In the context of two nonpolar, nonvolatile liquids, the relationship between solute concentration and the liquid-liquid equilibrium point can be described by Raoult's law.
Raoult's law states that the partial pressure of each component in an ideal mixture of liquids is directly proportional to its mole fraction in the solution. For nonpolar, nonvolatile liquids, we can assume ideal behavior in this scenario.
In the case of a solute dissolved in a liquid solvent, the solute concentration can be related to its mole fraction in the solution. The mole fraction of the solute is defined as the ratio of the moles of the solute to the total moles of the solution (solute and solvent combined).
At the liquid-liquid equilibrium point, the concentrations of the solute and solvent reach a balance where the rates of dissolution and separation of the two phases are equal. This equilibrium point can be influenced by the solute concentration.

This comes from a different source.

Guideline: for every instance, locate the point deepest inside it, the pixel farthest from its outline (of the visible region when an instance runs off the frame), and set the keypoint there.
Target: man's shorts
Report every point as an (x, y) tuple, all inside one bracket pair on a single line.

If the solute concentration increases, the mole fraction of the solute in the solution will also increase. According to Raoult's law, this increase in solute mole fraction will result in an increase in its partial pressure. In turn, the partial pressure of the solvent component will decrease since the sum of the partial pressures must remain constant.
Therefore, an increase in solute concentration will generally lower the partial pressure of the solvent at the liquid-liquid equilibrium point. The exact effect on the equilibrium point will depend on the specific nature of the solute and solvent involved, as well as the temperature and pressure conditions.